Bingo! This code in 'perl.h' is what is making the memchr() function go all unbuildy on my 64-bit machine. But, this will only happen if the "HAS_MEMCHR" preprocessor variable isn't defined. Sure enough, on the 32-bit machine:

areitz@rosetta:/tmp/perl-5.10.0$ grep HAS_MEMCHR config.h
/* HAS_MEMCHR:
#define HAS_MEMCHR	/**/

And on the 64-bit machine:

>amy:$ grep HAS_MEMCHR config.h /* HAS_MEMCHR: /*#define HAS_MEMCHR / **/

Drat! Well, I know that Mac OS X has the 'memchr()' function, even in 64-bit mode. But for some reason, perl thinks that it doesn't, and is trying to substitute in some whack code to compensate. I tried just uncommenting this, and managed to get 'toke.c' to compile.
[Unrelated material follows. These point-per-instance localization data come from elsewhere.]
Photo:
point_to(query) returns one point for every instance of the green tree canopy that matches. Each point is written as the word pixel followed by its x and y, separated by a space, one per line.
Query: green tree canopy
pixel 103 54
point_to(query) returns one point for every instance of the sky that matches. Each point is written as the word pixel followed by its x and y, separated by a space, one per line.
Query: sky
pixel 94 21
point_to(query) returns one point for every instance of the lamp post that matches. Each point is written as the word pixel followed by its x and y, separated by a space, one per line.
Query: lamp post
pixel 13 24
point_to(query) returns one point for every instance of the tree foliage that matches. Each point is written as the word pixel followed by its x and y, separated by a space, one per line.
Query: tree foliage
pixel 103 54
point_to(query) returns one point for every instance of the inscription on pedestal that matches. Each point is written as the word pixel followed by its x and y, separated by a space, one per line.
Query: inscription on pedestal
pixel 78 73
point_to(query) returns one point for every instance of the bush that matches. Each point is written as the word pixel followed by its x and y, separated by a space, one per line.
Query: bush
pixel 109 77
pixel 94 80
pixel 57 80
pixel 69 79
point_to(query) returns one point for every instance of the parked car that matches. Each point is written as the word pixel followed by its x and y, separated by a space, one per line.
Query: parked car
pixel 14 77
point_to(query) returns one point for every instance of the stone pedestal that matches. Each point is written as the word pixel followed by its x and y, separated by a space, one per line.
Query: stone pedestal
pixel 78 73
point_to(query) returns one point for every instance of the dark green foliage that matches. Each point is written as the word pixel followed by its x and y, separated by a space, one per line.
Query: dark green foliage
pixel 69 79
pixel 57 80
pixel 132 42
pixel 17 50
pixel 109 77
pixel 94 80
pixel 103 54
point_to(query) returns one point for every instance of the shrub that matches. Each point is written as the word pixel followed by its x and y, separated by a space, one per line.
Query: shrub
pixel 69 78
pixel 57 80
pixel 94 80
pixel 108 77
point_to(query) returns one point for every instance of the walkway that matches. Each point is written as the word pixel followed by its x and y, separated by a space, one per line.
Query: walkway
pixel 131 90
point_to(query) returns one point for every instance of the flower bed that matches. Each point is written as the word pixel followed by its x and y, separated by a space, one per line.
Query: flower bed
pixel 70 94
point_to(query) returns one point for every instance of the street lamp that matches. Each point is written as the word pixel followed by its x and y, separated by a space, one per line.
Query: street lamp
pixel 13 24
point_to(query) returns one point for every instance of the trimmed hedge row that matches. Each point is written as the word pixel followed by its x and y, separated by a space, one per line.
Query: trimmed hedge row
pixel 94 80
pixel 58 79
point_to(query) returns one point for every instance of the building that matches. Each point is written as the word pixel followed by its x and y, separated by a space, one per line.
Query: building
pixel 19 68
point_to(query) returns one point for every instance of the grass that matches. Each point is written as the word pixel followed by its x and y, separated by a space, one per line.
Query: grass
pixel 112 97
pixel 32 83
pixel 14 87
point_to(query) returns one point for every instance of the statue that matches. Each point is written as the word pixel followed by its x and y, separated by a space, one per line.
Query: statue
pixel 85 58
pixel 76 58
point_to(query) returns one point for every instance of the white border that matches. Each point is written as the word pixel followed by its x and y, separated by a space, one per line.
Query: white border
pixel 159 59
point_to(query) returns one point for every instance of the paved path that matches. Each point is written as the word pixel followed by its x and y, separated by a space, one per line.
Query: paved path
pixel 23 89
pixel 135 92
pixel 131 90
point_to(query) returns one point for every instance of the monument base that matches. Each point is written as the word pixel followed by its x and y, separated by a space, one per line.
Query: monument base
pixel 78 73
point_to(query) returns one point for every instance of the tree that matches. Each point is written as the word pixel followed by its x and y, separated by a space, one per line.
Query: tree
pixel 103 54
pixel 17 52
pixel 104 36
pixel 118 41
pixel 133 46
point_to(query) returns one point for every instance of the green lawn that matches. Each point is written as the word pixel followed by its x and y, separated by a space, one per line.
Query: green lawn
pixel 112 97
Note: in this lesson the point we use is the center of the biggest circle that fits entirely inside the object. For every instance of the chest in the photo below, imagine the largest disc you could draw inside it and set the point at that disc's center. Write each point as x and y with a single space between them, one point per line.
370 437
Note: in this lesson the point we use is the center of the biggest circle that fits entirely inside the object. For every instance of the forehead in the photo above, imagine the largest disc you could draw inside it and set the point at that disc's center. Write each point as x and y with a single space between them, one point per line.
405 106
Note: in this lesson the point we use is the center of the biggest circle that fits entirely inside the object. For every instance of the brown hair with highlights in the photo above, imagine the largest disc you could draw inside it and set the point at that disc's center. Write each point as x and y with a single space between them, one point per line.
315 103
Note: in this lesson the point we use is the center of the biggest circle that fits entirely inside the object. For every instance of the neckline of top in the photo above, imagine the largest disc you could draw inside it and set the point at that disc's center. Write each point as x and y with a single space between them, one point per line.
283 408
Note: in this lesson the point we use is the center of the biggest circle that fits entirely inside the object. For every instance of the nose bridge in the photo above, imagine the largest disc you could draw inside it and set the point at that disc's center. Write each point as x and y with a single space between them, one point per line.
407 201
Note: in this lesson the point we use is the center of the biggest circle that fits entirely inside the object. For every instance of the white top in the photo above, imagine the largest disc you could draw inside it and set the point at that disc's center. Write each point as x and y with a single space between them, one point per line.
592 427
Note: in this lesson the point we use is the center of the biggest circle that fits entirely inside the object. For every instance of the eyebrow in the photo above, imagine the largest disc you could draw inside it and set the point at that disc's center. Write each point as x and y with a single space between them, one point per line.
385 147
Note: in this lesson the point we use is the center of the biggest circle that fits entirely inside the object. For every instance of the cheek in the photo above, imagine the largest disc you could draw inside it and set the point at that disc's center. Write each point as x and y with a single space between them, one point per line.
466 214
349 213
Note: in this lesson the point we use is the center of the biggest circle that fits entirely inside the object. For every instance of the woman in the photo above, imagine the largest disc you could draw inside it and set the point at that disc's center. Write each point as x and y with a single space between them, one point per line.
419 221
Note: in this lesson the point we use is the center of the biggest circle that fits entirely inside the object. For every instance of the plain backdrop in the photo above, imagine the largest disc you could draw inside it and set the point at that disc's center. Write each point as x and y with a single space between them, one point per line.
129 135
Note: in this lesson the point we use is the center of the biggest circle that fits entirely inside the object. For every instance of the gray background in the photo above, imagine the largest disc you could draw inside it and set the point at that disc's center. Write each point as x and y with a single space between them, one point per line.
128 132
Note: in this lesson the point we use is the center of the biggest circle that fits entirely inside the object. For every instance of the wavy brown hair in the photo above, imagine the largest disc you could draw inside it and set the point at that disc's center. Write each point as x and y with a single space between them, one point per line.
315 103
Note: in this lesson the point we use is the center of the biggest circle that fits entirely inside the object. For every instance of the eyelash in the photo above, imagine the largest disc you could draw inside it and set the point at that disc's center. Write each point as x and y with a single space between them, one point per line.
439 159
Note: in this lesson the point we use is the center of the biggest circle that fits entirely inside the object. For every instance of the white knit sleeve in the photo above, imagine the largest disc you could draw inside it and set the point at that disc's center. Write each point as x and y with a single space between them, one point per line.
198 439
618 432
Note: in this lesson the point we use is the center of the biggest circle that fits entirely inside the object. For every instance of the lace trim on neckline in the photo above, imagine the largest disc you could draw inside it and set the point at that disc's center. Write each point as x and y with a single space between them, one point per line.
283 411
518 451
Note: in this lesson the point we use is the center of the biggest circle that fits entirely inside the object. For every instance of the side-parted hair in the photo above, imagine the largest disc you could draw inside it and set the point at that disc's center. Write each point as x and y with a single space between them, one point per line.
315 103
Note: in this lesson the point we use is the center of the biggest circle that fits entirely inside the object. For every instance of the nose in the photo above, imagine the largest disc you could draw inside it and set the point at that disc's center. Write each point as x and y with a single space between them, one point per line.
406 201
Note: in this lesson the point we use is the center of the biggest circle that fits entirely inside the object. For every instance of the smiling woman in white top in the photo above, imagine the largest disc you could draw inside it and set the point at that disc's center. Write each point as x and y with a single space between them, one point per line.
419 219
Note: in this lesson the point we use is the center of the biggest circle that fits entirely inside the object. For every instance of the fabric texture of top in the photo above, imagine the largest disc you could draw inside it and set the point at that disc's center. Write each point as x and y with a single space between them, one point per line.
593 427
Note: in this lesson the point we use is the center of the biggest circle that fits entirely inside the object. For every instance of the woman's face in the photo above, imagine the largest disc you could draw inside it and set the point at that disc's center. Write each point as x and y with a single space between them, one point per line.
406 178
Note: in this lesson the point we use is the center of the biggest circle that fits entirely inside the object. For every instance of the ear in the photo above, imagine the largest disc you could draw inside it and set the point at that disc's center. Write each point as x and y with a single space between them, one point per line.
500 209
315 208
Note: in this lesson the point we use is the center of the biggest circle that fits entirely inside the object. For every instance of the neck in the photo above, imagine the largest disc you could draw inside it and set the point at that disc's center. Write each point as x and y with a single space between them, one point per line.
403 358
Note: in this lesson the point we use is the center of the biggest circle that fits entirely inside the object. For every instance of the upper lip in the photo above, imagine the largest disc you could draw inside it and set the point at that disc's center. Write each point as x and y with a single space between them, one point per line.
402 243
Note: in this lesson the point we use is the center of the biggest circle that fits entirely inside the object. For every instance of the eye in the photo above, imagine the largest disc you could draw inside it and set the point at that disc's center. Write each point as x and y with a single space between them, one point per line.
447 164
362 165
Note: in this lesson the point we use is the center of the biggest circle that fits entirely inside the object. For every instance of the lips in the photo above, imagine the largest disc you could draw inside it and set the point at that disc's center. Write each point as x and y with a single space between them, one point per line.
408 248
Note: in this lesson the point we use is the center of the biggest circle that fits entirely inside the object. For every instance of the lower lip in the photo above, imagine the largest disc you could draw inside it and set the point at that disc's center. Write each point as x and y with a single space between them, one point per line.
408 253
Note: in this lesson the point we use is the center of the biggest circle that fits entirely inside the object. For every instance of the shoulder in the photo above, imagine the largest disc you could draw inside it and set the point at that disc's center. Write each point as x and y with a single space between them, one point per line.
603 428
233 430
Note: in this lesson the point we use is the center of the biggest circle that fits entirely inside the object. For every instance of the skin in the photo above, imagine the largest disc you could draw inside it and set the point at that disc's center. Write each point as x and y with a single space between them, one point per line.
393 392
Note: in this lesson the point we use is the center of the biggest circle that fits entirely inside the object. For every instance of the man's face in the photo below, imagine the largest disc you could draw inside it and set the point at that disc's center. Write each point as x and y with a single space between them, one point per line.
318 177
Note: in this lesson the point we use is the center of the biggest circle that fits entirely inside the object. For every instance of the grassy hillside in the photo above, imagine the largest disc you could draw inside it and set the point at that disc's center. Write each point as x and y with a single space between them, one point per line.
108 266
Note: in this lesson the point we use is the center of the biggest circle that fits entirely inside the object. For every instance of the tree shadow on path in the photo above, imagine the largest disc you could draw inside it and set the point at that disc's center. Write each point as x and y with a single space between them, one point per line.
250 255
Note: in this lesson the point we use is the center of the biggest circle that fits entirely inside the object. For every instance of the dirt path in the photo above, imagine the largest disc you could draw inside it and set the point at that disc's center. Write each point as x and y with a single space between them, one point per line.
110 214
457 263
However, a few files later, I encountered this error:

`sh  cflags "optimize='-O3'" util.o`  util.c
	  CCCMD =  cc -DPERL_CORE -c -fno-common -DPERL_DARWIN -no-cpp-precomp \
         -arch ppc64 -fno-common -DPERL_DARWIN -no-cpp-precomp -arch x86_64 \
         -I/usr/local/include  -O3  -Wall 
util.c:1854: error: conflicting types for 'vsprintf'
util.c: In function 'vsprintf':
util.c:1855: error: storage size of 'fakebuf' isn't known
util.c:1869: error: '_IOWRT' undeclared (first use in this function)
util.c:1869: error: (Each undeclared identifier is reported only once
util.c:1869: error: for each function it appears in.)
util.c:1870: warning: implicit declaration of function '_doprnt'
util.c:1855: warning: unused variable 'fakebuf'
util.c:1854: error: conflicting types for 'vsprintf'

Examining this code in 'util.c', I found this helpful comment block:

/* This vsprintf replacement should generally never get used, since
   vsprintf was available in both System V and BSD 2.11.  (There may
   be some cross-compilation or embedded set-ups where it is needed,
   however.)

If you encounter a problem in this function, it's probably a symptom
that Configure failed to detect your system's vprintf() function.
See the section on "item vsprintf" in the INSTALL file.

This version may compile on systems with BSD-ish ,
but probably won't on others.
*/

This is where I found what I mentioned above - that the 'Configure' script was having trouble detecting libc functions. I thought about just commenting in the right functions in the 'config.h' file - but I quickly found that perl thought that there were a lot of missing functions - well over 200 by my count. Since I didn't want to uncomment over 200 lines of C, I decided to muck around with the 'Configure' script until I found the right options, which I have highlighted above.